Billionaire investor Wilbur Ross, known on Wall Street as the “king of bankruptcy” for his record of buying failing companies, will be tapped as Donald Trump’s commerce secretary, putting an advocate of renegotiating US trade pacts in a key economic post.
Mr Ross was a close adviser to Mr Trump during his campaign and helped develop the president-elect’s policies for corporate tax cuts, increased infrastructure spending and international trade.
Mr Ross declined to comment when contacted by the Financial Times on Thursday, but his nomination would be the latest sign Mr Trump has no intention of backing off from some of his more controversial economic policies when he moves into the White House.
A former investment banker who specialised in corporate turnrounds, Mr Ross has been particularly outspoken on the need for overhauling business taxes, advocating sharp cuts in corporate rates and incentives for US companies that have parked profits overseas to bring them home.
“Trump is putting fiscal policy to work … there is a real limit to what monetary policy can do,” he told the FT this month. “Tax cuts will boost earnings by 30 per cent.”
Mr Trump has reached out from his immediate inner circle in recent days to pick outsiders for education secretary, UN ambassador and housing secretary.

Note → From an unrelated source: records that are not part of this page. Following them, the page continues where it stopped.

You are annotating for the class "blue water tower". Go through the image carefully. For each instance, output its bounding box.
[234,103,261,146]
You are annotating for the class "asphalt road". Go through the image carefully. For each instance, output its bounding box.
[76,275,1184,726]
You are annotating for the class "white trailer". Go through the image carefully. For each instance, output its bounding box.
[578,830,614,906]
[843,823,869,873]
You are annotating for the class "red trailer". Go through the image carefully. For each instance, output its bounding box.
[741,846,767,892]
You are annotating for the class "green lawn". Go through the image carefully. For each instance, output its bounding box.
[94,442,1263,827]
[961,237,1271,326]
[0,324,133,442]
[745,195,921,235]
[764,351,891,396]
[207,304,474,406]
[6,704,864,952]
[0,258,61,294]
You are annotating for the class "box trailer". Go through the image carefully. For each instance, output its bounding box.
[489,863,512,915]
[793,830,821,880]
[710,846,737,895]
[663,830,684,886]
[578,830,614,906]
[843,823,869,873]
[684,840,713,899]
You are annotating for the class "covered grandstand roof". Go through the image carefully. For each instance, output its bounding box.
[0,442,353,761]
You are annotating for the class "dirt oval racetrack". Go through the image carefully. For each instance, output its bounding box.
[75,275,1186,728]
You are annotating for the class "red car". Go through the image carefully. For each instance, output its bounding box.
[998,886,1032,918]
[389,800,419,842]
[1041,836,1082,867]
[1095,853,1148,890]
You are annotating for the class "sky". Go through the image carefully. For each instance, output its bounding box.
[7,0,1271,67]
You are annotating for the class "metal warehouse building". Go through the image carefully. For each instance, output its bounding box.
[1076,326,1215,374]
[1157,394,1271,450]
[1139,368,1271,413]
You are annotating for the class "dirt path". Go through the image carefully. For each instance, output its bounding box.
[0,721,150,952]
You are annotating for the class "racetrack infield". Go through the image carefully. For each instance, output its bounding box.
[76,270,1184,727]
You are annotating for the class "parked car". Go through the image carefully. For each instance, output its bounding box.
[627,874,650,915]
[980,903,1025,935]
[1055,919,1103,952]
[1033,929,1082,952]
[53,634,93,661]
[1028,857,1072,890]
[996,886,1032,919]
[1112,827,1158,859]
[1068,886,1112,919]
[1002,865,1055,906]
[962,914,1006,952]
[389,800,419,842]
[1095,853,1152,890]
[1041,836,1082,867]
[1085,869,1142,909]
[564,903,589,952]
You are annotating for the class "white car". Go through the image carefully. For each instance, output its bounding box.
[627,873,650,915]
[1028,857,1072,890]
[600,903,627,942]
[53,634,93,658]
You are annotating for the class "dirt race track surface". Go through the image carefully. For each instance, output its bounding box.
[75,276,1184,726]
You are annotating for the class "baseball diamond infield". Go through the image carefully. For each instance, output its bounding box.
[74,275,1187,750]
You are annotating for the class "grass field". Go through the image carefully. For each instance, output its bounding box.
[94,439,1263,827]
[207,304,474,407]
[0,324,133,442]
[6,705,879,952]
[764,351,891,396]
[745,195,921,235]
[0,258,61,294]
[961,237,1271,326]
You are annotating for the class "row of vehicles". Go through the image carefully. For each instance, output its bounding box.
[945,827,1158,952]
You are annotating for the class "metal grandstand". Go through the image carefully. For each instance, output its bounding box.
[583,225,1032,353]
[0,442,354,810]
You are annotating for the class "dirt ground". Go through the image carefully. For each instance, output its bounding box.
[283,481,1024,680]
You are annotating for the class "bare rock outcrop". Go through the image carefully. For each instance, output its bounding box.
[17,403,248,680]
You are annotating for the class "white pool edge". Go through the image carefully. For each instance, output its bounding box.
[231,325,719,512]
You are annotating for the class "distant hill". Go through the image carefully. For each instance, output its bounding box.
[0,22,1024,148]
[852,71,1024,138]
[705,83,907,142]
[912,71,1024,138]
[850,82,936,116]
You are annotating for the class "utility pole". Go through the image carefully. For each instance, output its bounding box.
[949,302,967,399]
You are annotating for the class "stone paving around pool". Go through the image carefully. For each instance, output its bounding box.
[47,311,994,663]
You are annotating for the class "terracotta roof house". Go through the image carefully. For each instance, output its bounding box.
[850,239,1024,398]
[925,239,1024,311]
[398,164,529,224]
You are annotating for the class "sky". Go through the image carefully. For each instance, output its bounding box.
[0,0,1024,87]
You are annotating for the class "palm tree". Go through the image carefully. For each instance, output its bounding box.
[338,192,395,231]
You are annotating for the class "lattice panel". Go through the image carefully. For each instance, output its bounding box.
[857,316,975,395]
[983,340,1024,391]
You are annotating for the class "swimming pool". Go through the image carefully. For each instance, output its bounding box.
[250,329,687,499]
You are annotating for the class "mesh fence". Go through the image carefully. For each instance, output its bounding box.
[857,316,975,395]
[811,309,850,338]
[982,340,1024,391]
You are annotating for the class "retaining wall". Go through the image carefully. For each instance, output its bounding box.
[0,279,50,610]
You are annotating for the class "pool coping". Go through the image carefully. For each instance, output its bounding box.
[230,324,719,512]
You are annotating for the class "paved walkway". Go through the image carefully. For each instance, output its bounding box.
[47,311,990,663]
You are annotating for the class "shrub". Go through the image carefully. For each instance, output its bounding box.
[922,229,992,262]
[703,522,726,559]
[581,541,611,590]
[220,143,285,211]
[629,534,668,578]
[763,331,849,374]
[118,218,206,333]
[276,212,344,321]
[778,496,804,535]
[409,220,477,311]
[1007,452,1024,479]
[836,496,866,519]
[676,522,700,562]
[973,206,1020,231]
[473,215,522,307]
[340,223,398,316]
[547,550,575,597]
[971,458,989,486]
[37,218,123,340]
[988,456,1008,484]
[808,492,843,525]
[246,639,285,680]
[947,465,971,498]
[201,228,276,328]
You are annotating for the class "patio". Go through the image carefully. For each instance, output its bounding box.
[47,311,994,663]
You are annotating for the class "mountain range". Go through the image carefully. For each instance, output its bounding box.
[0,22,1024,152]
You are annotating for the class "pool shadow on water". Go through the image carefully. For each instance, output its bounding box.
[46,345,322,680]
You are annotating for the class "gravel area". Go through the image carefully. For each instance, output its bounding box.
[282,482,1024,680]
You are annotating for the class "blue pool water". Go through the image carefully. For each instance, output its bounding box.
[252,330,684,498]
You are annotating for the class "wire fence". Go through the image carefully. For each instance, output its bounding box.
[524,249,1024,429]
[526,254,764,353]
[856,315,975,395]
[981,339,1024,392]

We should treat ourselves as the world’s biggest customer and treat nations that are selling to us as suppliers to us
But all three have relatively little power in Washington — key education and housing decisions are made by local governments — and Mr Ross’ nomination comes amid signs he will give top economic posts to loyalists. Steven Mnuchin, a former Goldman Sachs banker who served as Mr Trump’s campaign finance chairman, is seen as frontrunner for Treasury secretary.
Although he has strong free market views and long experience in one of the more ruthless corners of finance, Mr Ross is known for his low-key, self-effacing style, in stark contrast with other high-profile Wall Street players.
Speaking to the FT a week ago, Mr Ross said he is not antitrade and is keen to encourage international commerce. However, echoing the arguments advanced by Mr Trump, he insisted any trade deals needed to be carefully structured to benefit America. “Free trade doesn’t mean dumb trade.” he said.
“Cutting our balance of payments deficit doesn’t mean slapping on 45 per cent tariffs on everything from China,” he added. “But here is the key issue: we should treat ourselves as the world’s biggest customer and treat nations that are selling to us as suppliers to us.”
He set up his own firm WL Ross in 2000 and did a number of deals with struggling companies in the industrial Midwest, an area that was crucial to Mr Trump’s election victory. A New Jersey native based in New York, Mr Ross, 78, also has a house in Palm Beach near Mr Trump’s Mar-a-Lago estate.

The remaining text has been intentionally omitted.